Bus1 is the new Kdbus

For some time there have been one or two developers essentially trying to move part of D-Bus into the kernel, mainly (as far as I understand) for efficiency reasons. This has so far culminated in the “Bus1” patch series – read the announcement from here (more discussion follows):

Bus1 is a local IPC system, which provides a decentralized infrastructure to share objects between local peers. The main building blocks are nodes and handles. Nodes represent objects of a local peer, while handles represent descriptors that point to a node. Nodes can be created and destroyed by any peer, and they will always remain owned by their respective creator. Handles on the other hand, are used to refer to nodes and can be passed around with messages as auxiliary data. Whenever a handle is transferred, the receiver will get its own handle allocated, pointing to the same node as the original handle.

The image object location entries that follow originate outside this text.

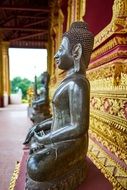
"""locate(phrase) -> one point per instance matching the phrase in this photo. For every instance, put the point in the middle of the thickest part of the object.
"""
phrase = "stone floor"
(14, 124)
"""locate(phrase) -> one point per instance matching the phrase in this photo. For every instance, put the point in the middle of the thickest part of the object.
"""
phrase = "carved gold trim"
(110, 133)
(109, 45)
(109, 76)
(115, 121)
(112, 170)
(14, 177)
(108, 58)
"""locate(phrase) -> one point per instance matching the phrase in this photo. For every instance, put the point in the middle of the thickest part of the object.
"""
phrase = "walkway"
(14, 125)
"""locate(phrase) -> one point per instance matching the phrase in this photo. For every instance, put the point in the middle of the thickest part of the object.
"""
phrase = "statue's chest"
(61, 98)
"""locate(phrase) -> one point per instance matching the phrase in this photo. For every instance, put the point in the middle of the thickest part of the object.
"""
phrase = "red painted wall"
(98, 14)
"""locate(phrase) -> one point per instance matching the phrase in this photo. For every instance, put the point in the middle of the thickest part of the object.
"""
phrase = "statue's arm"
(79, 115)
(44, 125)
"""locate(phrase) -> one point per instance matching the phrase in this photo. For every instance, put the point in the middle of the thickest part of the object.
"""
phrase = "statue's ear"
(77, 51)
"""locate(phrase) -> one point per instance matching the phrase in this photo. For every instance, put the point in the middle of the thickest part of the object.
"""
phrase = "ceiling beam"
(22, 29)
(28, 36)
(35, 23)
(14, 8)
(30, 17)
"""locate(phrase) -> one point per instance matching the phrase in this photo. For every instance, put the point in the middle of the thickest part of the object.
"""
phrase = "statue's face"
(63, 57)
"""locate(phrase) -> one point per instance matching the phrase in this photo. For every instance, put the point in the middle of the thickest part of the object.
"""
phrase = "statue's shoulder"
(80, 80)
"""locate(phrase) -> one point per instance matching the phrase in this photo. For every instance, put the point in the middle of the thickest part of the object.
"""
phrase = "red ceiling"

Any peer can send messages directed at one of their handles. This will transfer the message to the owner of the node the handle points to. If a peer does not posess a handle to a given node, it will not be able to send a message to that node. That is, handles provide exclusive access management. Anyone that somehow acquired a handle to a node is privileged to further send this handle to other peers. As such, access management is transitive. Once a peer acquired a handle, it cannot be revoked again. However, a node owner can, at anytime, destroy a node. This will effectively unbind all existing handles to that node on any peer, notifying each one of the destruction.

Unlike nodes and handles, peers cannot be addressed directly. In fact, peers are completely disconnected entities. A peer is merely an anchor of a set of nodes and handles, including an incoming message queue for any of those. Whether multiple nodes are all part of the same peer, or part of different peers does not affect the remote view of those. Peers solely exist as management entity and command dispatcher to local processes.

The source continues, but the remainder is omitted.